Sheila Maureen Krotz
San Diego State University
March 2015

The question that guided this research is whether or not preservice teachers who obtain a credential through the Linked Learning Lens Single Subject Credential Program are better prepared to meet the needs of the twenty-first century student.  Findings showed that preservice teachers candidates prepared in Linked Learning Lens Credential Program appear to have the skills and knowledge to teach in a Linked Learning environment, and they are also better prepared to bring twenty-first century skills into their classrooms, preparing students for the world of college and career.

Linked Learning and African American Student Engagement: A Case Study

Felicia Anderson
California State University Long Beach
May 2014

In her dissertation Dr. Anderson studied the impact of Linked Learning pathways on African American students’ level of engagement in school.  This study found five themes which weaved a picture of a supportive environment that promotes greater student satisfaction and enhances engagement.

The Role of Counselor in a Linked Learning Environment

Roberta Clarke
California State University Long Beach
May 2014

In her dissertation Dr. Clarke studied the role of the school counselor in Linked Learning pathways.  This interview study found that counselors in a Linked Learning environment hold and collectively maintain a culture of high expectations and support for all students by serving as advocates, utilizing school guidance curriculum, and providing direct services.
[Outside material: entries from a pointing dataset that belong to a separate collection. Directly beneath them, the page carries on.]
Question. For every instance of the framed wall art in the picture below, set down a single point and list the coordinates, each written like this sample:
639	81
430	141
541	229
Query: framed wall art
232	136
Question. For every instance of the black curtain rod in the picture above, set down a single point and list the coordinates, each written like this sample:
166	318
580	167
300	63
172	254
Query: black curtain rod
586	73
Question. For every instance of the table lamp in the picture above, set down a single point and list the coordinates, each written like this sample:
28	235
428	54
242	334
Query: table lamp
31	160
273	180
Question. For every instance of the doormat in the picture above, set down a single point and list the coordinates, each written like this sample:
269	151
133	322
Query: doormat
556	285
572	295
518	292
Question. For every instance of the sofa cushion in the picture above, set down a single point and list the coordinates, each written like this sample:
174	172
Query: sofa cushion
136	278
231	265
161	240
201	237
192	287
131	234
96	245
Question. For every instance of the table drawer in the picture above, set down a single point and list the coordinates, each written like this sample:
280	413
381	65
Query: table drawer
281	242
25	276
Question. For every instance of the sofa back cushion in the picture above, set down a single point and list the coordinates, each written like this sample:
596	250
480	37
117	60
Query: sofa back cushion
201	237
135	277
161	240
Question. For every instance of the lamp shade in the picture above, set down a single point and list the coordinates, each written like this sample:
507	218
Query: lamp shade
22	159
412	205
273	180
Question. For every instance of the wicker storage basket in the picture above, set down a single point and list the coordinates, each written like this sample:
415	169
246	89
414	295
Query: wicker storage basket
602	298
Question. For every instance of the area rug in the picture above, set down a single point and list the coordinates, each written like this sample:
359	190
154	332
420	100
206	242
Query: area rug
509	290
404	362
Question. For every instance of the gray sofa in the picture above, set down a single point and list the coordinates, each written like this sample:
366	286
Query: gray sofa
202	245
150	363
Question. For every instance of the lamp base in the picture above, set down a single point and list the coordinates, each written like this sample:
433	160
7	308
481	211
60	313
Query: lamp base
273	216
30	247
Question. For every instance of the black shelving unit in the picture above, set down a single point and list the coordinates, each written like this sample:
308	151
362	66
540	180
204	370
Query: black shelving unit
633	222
How Choice Model Affects Teacher Collaboration within the Linked Learning College Readiness Initiative

Anne Shin
California State University East Bay
June 2013

The purpose of this study is to understand the impact of choice participation as it is related to teacher collaboration within the Linked Learning College Readiness Reform Initiative.  The results show that the factors of personal benefit, access to adequate information, and relationships layered with collegial influences, peer pressure, and political pressures were influences of their decision making.